DALES: And now you've found him?
MULDER: Yes. last week. Shot to death by a sheriff serving an
eviction notice. A man was also found in his bathroom with all his soft tissue removed.
DALES: Well, if he's dead there's nothing you need from me.
MULDER: Sir, sir, m-my name is Mulder. You know that name...
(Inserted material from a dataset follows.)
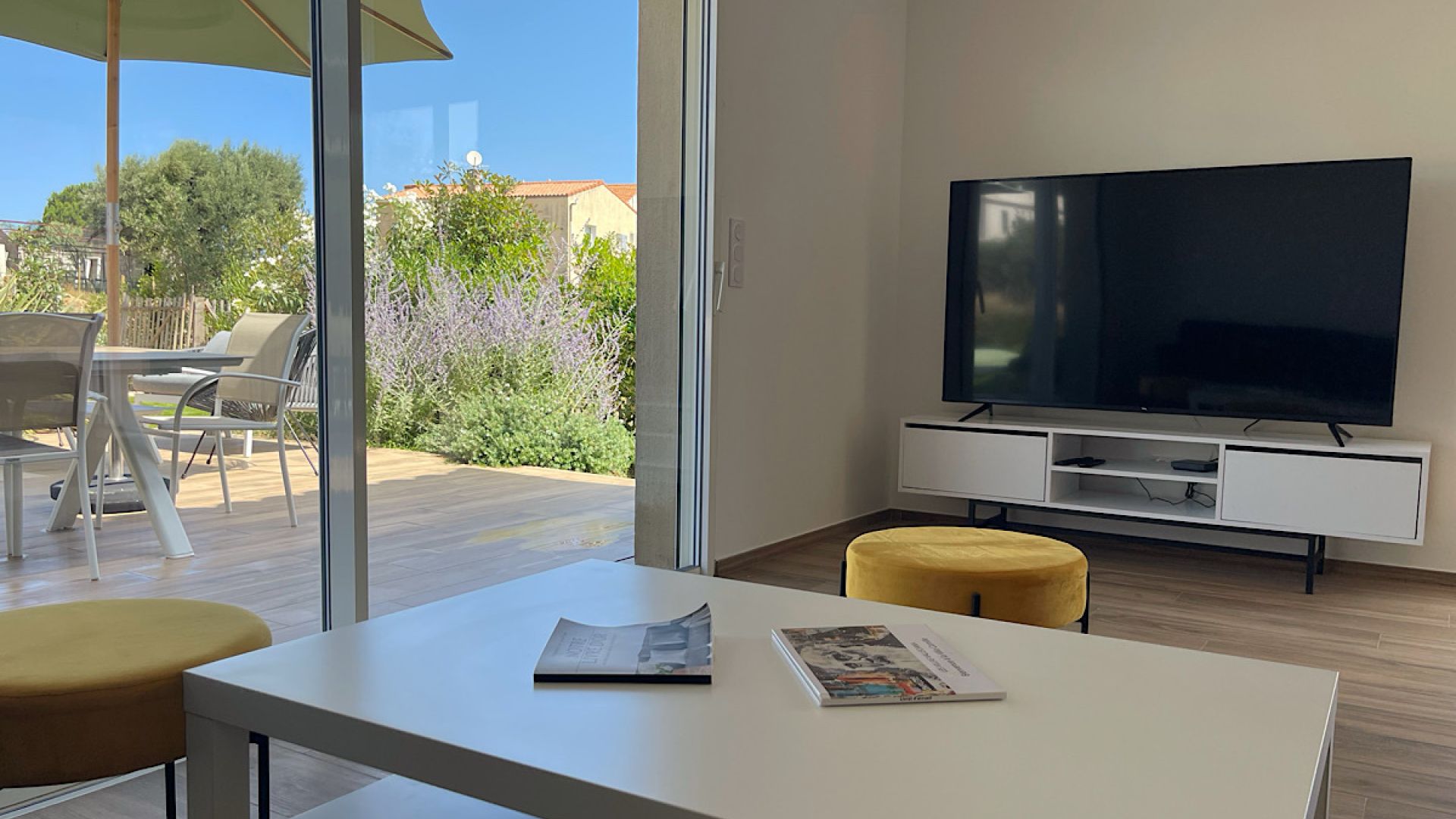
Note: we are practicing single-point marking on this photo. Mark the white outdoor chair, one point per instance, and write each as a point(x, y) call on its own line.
point(46, 363)
point(305, 398)
point(249, 397)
and so did Edward Skur. How?
DALES: Have you ever heard of HUAC, agent Mulder--the House
Un-American Activities Committee? No, no, no, it was before your time. You wouldn't know.
They hunted communists in America in the '40s and '50s. They found... practically nothing.
Do you think they would have found nothing unless nothing... was what they wanted to find?
Hmm?
MULDER: Uh... I'm sorry, sir. I-I, uh... I don't, I don't see
the connection.
DALES: Maybe you're not supposed to.
ANNOUNCER: The nation's chief red hunters, senator Joseph
McCarthy and FBI Director J. Edgar Hoover, join forces. Working through congress, the
senator from Wisconsin and the legendary lawman, vow to wipe out the red menace within our
own federal government. Roy Cohn, chief counsel at the McCarthy hearings, warns communist
mind control can strike anywhere, at any time. It is those Americans sympathetic to the
communist cause--the so-called "fellow travelers"--who pose the greatest threat
to our national security. So says the young U.S. attorney--and he should know. It was Mr.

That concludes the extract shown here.